Maybe big Jonathan Kale will find a way to put back a few offensive rebounds. He has the tenacity and girth to dominate the paint. Kale appears to be the one player who has not reached his ceiling.
Seton Hall: Jeremy Hazell’s breakout game came last January against the mighty Louisville Cardinals. The lanky shooter buried eight three-pointers, many contested. Now Hazell is on the cusp of stardom.
For Seton Hall to maneuver out of the bottom half, Brandon Walters or Mike Davis needs to become a serviceable backup in the post. A long shot option is Melvyn Oliver, who is awaiting an NCAA decision on his eligibility.
Coach Gonzalez really believes in Oliver, claiming he could revolutionize the program. At 350 pounds, he needs to revolutionize his eating habits to play, but apparently has the agility of a Glen “Big Baby” Davis from LSU or Robert “Tractor” Traylor of Michigan lore.
For the third straight year, the Bearcats began the season with injury problems.
Missing Mike Williams in 07-08 was a nuisance. Playing without top-flight point guard Cashmere Wright will be downright problematic.
Deonta Vaughn has been dominating the ball his entire Cincy career, forced into point guard duties. The vacancy continues as Wright tore his ACL in late October.
Hometown hero Yancy Gates is uber-important in the paint as the first serious post threat in Cronin’s tenure.
Vaughn can and will score about 25 ppg, but the emergence of Gates will determine if Cincinnati can compete on the road in Big East play.
Much like South Florida, DePaul has one respectable Big East player in Dar Tucker. The dude scores.
Power forward Mac Koshwal was a beast as a freshman. Expect him to work as hard as anyone in the paint. He simply needs help.
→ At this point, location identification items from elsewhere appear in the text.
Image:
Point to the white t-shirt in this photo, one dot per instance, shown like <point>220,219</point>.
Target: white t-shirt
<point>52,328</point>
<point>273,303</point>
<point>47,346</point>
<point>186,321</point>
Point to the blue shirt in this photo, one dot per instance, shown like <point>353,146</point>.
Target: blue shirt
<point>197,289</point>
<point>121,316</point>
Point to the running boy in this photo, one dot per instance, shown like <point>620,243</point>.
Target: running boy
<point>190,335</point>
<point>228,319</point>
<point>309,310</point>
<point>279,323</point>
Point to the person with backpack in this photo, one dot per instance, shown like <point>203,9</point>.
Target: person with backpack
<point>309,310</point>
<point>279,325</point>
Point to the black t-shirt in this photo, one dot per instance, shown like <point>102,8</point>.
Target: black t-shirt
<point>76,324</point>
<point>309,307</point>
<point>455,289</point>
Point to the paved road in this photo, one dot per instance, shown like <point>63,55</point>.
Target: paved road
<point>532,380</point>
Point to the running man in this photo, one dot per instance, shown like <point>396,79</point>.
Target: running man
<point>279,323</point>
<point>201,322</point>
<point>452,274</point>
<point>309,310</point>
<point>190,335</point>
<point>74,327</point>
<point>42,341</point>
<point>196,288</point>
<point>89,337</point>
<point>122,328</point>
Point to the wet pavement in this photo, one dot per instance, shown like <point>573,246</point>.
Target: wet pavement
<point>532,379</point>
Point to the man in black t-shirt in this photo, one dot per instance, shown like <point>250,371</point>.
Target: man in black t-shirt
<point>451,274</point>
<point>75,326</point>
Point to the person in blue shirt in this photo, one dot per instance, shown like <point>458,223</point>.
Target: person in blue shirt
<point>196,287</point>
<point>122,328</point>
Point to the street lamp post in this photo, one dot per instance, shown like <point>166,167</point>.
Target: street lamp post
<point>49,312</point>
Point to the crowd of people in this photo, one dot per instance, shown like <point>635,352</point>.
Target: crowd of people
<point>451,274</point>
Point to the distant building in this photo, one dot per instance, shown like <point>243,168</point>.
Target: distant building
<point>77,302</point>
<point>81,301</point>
Of the three centers, Kenechukwu Obi, Krystopher Faber, and Matija Poscic, one should emerge. Though Poscic battles for rebounds, he generally is not a scoring threat. DePaul will spend many Big East nights clawing towards 65 points.
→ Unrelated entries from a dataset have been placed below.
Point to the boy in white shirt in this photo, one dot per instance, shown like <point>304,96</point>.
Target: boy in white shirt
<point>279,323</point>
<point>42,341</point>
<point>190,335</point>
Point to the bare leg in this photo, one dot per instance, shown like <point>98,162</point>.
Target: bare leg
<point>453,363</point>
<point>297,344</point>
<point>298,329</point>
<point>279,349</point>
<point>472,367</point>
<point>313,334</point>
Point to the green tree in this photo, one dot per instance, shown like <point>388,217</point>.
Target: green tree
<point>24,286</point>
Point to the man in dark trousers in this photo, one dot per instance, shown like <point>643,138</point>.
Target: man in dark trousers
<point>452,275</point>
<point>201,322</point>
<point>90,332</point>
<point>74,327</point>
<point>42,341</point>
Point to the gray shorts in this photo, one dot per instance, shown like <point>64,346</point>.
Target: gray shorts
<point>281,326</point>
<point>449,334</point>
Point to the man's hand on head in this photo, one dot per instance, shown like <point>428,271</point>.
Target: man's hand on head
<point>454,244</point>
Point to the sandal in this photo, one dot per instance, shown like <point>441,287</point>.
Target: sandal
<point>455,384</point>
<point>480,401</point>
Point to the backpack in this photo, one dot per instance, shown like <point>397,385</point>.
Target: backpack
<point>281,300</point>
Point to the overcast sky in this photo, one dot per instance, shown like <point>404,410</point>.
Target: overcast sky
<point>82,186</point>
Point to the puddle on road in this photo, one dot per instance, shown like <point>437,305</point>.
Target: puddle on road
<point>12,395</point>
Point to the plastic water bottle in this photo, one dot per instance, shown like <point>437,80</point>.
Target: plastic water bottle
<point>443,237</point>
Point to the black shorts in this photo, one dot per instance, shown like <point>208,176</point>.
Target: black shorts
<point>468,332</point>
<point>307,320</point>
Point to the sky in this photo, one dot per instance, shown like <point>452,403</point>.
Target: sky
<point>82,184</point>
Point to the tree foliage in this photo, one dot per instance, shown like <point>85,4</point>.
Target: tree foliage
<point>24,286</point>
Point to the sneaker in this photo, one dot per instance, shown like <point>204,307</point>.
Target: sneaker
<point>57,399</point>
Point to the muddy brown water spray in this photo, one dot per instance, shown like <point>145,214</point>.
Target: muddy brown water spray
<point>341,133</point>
Escorting impotent senior Jabari Currie to the bench is the first step to respectability in this emotionless conference.
The Hurley family better be getting more than a simplistic Christmas card from RU Head Coach Fred Hill.
Father Bob and son Danny delivered two four-star talents to Rutgers this season.
Mike Rosario, who prepped for Bob Hurley at St. Anthony’s, is the first McDonald’s All-American ever for Rutgers.
Joining him in the startling lineup is Venezuelan-born Gregory Echenique, graduate of Danny Hurley’s St. Benedict’s. Rosario’s and Echenique’s teams finished the high school season 32-0 and 24-1 respectively. Their winning attitudes will embolden the Scarlet Knights.
If USF is not the worst team in the Big East, then they will certainly challenge for the dubious title. Second year coach Stan Heath is doing his best to restore order in Tampa.
The turnover from last year is tremendous. Six potential returnees transferred out, and the only five that remain are unsurprisingly starters. Playing time matters.
Sophomore Dominique Jones is Big East ready. The 6’4 Florida native has scored in double figures 30 times already in his career.
Critical will be the adjustment of Mike Mercer, a Georgia transfer. Mercer played along Philadelphia 76er Louis Williams in high school. If he can compliment Jones similarly, then USF could creep out of the bottom four of the Big East. Unlikely.
Coach Norm Roberts is entering his fifth Big East campaign bracing the wild seas with the Red Storm. Are they any better now?
The program never has a senior. Though the recruiting classes are impressive, most of the players inevitably leave. Sometimes they flunk out; sometimes their family has an illness. Regardless, the continuity is terrible. You do not win in the Big East without superstars or experience. SJU consistently has neither.
St. John’s best player, Anthony Mason Jr., tore the peroneal tendon in his right foot during the Preseason NIT. He is done for the year. So too is St. John’s.